One difficulty in the system arises for car owners who were not driving at the time their car was detected speeding. This can easily happen, for example, when a family member drives a parent’s car. The owner receives the fixed charge notice and must then nominate the driver by completing the form and returning it to the Gardaí. A new fixed charge notice issues to the driver. But beware: the owner can only nominate the driver within the first 28 days. During the second 28 days the registered owner is the only person who pay the fine, thereby accepting 3 penalty points on their licence.

There are often understandable and genuine reasons why the driver wasn’t nominated or where the driver was nominated in the second 28 day period but the nomination was rejected. Traditionally these have often been treated as “strict liability” offences – if the registered owner fails to nominate the driver (s)he will be fined and must take the penalty points.

The High Court decided late last year (McHugh v.

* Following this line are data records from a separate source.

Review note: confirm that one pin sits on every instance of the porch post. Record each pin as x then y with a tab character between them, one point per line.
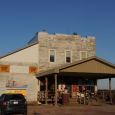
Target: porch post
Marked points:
110	94
46	89
55	77
96	89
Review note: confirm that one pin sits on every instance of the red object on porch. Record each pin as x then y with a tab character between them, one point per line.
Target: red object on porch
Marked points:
74	88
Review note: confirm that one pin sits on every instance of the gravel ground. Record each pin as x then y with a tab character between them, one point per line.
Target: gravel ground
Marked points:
71	110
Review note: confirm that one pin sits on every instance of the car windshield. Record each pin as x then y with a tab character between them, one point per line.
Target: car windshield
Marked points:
14	96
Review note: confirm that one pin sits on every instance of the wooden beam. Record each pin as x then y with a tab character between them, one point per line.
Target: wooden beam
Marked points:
110	90
46	90
55	77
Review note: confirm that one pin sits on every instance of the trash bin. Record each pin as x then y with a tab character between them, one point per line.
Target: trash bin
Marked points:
65	98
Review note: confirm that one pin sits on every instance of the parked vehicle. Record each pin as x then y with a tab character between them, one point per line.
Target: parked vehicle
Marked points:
13	104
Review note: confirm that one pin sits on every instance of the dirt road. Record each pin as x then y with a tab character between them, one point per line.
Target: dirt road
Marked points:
71	110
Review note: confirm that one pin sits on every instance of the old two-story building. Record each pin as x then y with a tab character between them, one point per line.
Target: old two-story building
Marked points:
27	70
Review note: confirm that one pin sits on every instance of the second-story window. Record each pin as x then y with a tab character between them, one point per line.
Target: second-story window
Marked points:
68	56
52	56
83	55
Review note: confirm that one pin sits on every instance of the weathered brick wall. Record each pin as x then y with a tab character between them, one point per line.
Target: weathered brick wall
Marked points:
62	43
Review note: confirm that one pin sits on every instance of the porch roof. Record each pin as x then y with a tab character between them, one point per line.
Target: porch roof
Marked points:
93	67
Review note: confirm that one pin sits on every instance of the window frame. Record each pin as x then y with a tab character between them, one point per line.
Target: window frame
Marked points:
66	56
54	55
81	55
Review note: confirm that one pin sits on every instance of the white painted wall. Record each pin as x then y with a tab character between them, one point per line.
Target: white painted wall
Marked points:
27	55
19	69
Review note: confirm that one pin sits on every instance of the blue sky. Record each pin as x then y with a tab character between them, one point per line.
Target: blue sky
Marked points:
21	19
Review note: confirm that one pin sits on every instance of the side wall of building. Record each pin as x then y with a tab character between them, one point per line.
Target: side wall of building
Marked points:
26	55
17	72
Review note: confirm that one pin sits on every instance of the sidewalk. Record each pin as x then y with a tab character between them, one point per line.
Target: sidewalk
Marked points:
71	110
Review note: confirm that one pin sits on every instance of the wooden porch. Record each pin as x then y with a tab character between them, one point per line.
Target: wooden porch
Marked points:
90	69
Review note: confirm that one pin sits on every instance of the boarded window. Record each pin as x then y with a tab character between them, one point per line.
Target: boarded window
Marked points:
68	56
4	68
33	70
52	55
83	54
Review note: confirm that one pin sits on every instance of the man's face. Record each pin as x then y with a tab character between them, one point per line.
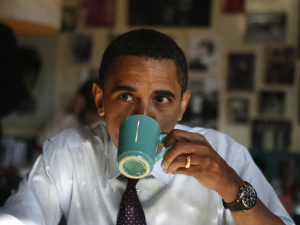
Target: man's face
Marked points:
141	86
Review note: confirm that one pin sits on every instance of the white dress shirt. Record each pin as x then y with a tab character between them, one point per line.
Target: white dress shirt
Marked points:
77	176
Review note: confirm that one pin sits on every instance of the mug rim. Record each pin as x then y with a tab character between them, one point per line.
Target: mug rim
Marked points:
123	160
143	116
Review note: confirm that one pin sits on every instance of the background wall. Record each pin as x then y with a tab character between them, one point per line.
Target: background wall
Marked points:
61	76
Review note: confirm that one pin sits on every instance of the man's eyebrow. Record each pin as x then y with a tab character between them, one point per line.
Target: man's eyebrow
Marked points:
165	93
123	88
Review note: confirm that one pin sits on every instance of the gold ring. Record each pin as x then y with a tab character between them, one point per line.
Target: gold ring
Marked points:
188	161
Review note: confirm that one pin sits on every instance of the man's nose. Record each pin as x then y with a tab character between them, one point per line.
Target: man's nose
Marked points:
144	108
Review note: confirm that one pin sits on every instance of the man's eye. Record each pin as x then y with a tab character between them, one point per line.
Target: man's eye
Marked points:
162	99
125	97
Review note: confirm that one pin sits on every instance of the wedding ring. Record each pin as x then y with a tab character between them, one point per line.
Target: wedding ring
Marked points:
188	161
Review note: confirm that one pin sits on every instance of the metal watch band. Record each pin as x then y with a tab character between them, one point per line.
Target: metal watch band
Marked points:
234	207
239	205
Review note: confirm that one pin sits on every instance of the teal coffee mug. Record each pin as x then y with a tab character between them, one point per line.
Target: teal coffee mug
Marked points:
139	138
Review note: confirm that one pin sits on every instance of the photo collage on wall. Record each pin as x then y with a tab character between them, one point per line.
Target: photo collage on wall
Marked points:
270	130
204	82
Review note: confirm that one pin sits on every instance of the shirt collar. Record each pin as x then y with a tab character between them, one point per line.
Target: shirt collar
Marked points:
113	170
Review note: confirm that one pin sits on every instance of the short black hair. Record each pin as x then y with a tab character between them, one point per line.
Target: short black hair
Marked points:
147	43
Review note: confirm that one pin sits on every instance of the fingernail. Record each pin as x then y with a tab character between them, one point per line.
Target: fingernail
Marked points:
163	165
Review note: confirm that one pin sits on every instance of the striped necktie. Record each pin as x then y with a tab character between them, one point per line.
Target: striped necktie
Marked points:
131	211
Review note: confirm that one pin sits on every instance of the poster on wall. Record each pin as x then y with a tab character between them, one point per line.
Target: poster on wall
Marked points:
169	13
233	6
266	26
271	103
95	13
241	71
280	65
202	109
238	110
271	135
203	54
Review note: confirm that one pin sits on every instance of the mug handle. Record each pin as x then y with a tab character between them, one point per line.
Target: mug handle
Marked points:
161	154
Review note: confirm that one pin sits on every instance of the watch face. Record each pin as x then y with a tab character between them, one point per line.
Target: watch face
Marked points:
249	197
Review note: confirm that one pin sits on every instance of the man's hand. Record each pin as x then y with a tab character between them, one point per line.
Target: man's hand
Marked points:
209	169
207	166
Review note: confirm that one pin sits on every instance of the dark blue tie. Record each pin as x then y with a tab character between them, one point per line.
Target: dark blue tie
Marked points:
131	211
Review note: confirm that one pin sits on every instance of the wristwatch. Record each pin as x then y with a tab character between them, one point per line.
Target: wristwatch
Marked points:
247	199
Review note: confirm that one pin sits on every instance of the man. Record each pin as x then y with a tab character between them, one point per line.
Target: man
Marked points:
144	72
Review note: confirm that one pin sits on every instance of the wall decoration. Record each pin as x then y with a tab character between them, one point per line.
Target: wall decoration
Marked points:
81	48
202	54
241	69
202	109
271	135
238	110
69	17
233	6
97	13
280	65
271	103
169	13
266	26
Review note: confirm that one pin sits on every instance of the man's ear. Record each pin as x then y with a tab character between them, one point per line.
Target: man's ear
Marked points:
184	101
98	96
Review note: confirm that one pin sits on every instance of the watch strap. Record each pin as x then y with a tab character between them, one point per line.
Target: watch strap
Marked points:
237	205
234	206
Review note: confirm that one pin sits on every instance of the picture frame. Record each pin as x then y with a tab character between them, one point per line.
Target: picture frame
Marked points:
81	48
203	54
169	13
203	107
233	6
240	71
272	103
280	64
69	19
238	110
266	26
271	135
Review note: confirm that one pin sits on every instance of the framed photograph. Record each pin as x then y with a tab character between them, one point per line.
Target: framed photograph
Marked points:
202	109
271	135
280	65
169	13
202	53
266	26
95	13
81	48
233	6
241	72
69	21
238	110
271	103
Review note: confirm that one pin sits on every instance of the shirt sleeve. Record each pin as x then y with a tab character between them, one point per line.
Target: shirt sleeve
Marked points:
37	199
249	171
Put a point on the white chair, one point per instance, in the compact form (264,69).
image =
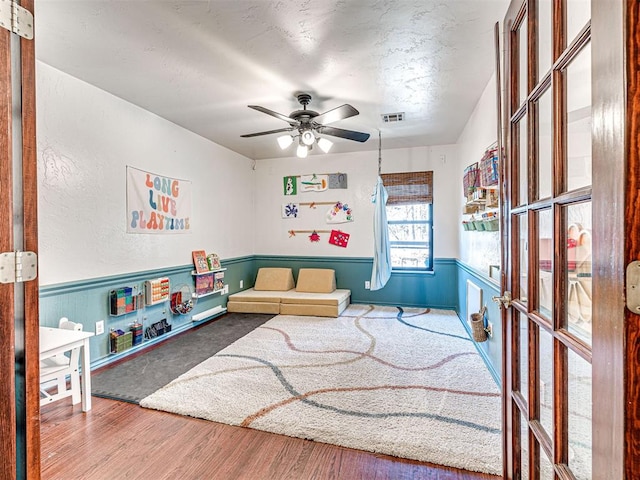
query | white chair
(58,367)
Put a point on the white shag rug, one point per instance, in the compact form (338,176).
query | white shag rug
(403,382)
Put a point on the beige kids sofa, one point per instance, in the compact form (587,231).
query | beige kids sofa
(275,292)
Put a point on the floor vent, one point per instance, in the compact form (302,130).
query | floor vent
(393,117)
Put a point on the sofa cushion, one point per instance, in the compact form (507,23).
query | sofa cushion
(253,295)
(303,298)
(272,279)
(316,280)
(314,310)
(253,307)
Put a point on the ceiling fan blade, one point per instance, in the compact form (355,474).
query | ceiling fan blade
(348,134)
(289,120)
(280,130)
(338,113)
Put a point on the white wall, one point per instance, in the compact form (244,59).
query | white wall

District Judge Browne [2015] IEHC 709) that this is not correct. Rather, if the judge hearing the case is satisfied that the registered owner was not driving they cannot be convicted of speeding. According to Mr Justice White:

If the [hearing judge] relies only on the failure of the registered owner to complete and return the form designating the driver on the date and time in question, to convict then it has erred.

Therefore, adequate evidence that the registered owner was not driving will result in the case being dismissed. However, it is important to note that there is a separate, specific criminal offence of failing to nominate the correct driver.